Müslümanların geneline olan nasihat ise; şefkatle ve yumuşaklıkla onlara iyiliği emredip kötülüğü nehyetmek, din ve dünya işlerinde faydalı olan şeyleri onlara öğretmek, yol göstermek, onların menfaatine olan şeyleri yapmak, kendisi için istediğini onlara da istemek, kendisi için istemediğini onlara da istememek, yanlışlarını düzeltmek, ayıplarını örtmek, onları muhafaza etmek, eziyetleri onlardan uzaklaştırmak, dünyasına zarar verse dahi kederleriyle kederlenip sevinçleriyle sevinmek, büyüklerine saygı, küçüklerine sevgi beslemek; barış içinde olmalarını, birbirlerini sevmelerini ve Allah Teala’nın üzerlerindeki nimetlerinin devam etmesini istemek, düşmanlarına karşı onlara yardım etmek, onları kıskanmak ve aldatmaktan uzak durmak ve onları nasihatin bütün kısımlarında zikredilen tüm hususları ahlak edinmelerine teşvik etmektir. (a.g.e.)
Şah el Kirmani demiş ki: “Nasihatin alameti üç tanedir: Müslümanların başına gelen musibetlerle kalbin kederlenmesi, onlara çokça öğüt vermek ve hoşlarına gitmese dahi faydalı şeylerin yollarını onlara göstermektir.
İbn-i Allan ise şöyle demektedir: “Seleften öyle zatlar vardı ki, yaptıkları nasihat dünyalarına zarar verecek dereceye ulaşırdı.”
Hadis-i şeriften anladıklarımız:
1-Hadis-i şerifin beyan ettiği nasihatin; farz-ı ayn, farz-ı kifaye ve nafile olan kısımları vardır.

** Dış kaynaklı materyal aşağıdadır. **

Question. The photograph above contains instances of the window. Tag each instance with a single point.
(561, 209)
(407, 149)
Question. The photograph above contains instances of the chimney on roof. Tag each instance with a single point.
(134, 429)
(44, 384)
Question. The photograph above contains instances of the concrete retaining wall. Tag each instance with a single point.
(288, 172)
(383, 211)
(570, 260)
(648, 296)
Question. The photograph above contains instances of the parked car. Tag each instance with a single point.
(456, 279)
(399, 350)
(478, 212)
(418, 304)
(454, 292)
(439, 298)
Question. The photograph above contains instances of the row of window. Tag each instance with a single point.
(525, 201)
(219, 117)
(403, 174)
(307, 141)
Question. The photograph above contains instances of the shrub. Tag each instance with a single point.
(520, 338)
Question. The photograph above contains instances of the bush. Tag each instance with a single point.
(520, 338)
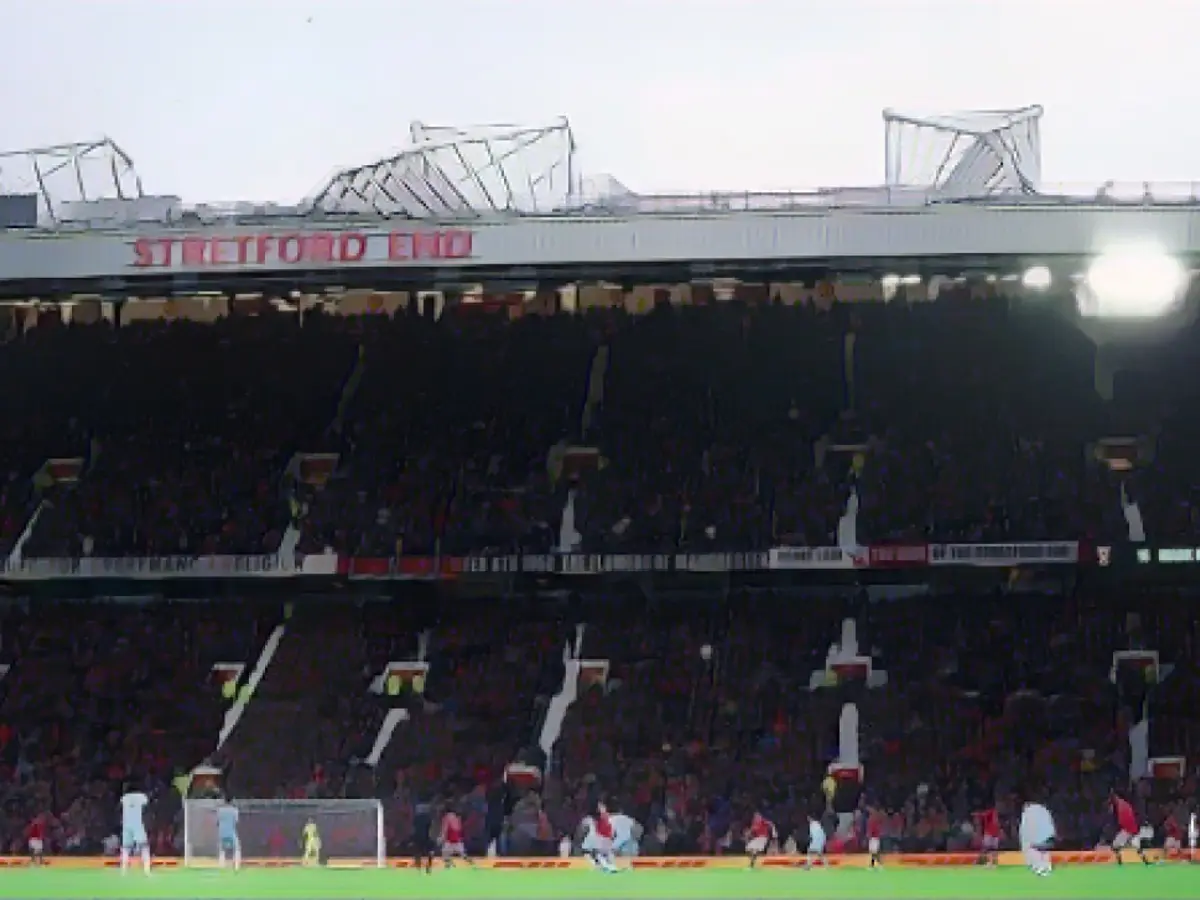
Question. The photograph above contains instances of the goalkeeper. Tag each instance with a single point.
(227, 834)
(311, 845)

Ancak halk dilinde meşhur olup irşad ve yol gösterme manasında olan nasihat ise farz-ı kifayedir.
2-Din kelimesi sözler için olduğu gibi ameller için de kullanılır.
3-Nasihat veren kişi, farz-ı kifaye olan durumda nasihatinin kabul edileceğini ve kendisine bir zarar gelmeyeceğini biliyorsa ihtiyaç miktarı nasihat etmesi gerekir. Zarardan korkarsa nasihat edip etmemekte serbesttir.
4-Sahabelerin “Kime?” sorusundan anlaşılıyor ki bilmeyen kişinin dinini bilen bir alimden sorarak öğrenmesi gerekir.
5-Şari’ (Şer’i hüküm koyucu)’in mükellefler için hüküm ifade eden hitabının izahı, hitab vaktinden ihtiyaç zamanına kadar tehir edilebilir.
6-”Müslümanlar” kaydı çoğunluk içindir. Yoksa kâfir kimseye de; İslam’a davet etmek ve istişare ettiği zaman ona doğruyu söylemek suretiyle nasihat edilir.
Allah azze ve celle bizi nasihatten hakkıyla istifade edenlerden eylesin. Âmin.